Assuming the Supreme Court would defer to Bingham LJ's analysis, what factor makes that clause a disguised penalty? Presumably, it is the fact that the contract imposed the obligation to perform within 14 days. If the contract had merely stated:
'A holding fee of £5 plus VAT per day will be paid for each transparency which is retained by you longer than ... 14 days ...',
the obligation to pay the specified sum would have amounted to a conditional primary obligation and ought not, on the reappraised test, have fallen within the doctrine. Seems a tad artificial, doesn't it?
As to (2), the Supreme Court did not restrict the nature of the detriment imposed to payments of money. It was more expansive in its view. Lords N and S saw no reason why an obligation to transfer assets (either for nothing or at an undervalue) should not be capable of constituting a penalty. Similarly, the fact that a sum is paid over by one party to the other party as a deposit, in the sense of some sort of surety for the first party's contractual performance, would not prevent the sum being a penalty if the second party in due course forfeited the deposit in accordance with the contractual terms, following the first party's breach of contract.
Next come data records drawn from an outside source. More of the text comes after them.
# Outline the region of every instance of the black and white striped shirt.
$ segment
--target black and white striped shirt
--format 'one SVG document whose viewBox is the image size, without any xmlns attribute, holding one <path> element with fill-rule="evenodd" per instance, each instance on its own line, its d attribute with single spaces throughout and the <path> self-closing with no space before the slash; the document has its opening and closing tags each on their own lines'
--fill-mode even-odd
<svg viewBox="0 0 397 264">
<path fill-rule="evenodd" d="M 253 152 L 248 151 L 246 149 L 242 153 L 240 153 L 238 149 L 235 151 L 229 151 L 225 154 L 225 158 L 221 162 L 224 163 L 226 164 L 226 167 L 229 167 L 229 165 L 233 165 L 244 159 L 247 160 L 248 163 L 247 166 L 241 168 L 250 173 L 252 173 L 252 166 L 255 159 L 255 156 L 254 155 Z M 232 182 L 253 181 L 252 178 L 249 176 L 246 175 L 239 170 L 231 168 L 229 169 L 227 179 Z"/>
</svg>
Lord Mance accepted that the doctrine extended to where the detriment imposed was a transfer of money's worth rather than just of money.
What of (3), the new test of the measure of the detriment?
The clause must impose a disproportionate disadvantage on the party in breach if it is to be classified as penal. That is nothing new. That there is an element of deterrence in the detriment imposed is no longer enough. Moreover, the measure of the detriment will no longer always be tied to a pure damages comparison. The judgments recognise that the party imposing the disadvantage may have a legitimate commercial interest in the performance of the primary obligation extending beyond a financial substitute for performance. Lord Mance put it this way:
'What is necessary in each case is to consider, first, whether any (and, if so, what) legitimate business interest is served and protected by the clause and, second, whether (assuming such an interest to exist) the provision made for the interest is nevertheless in the circumstances extravagant, exorbitant or unconscionable.'
So, in Cavendish Square, the court could look beyond the particular loss arising from the breach of the restrictive covenant to the innocent party's legitimate commercial interest in the protection of its goodwill. In Parking Eye, the court could look at the overall cost of providing and maintaining a car parking enforcement scheme rather than the particular loss caused by the individual's extended stay.
This approach undoubtedly provides a greater ambit of justification to the innocent party and restricts the circumstances in which a clause is determined to be penal in its effects.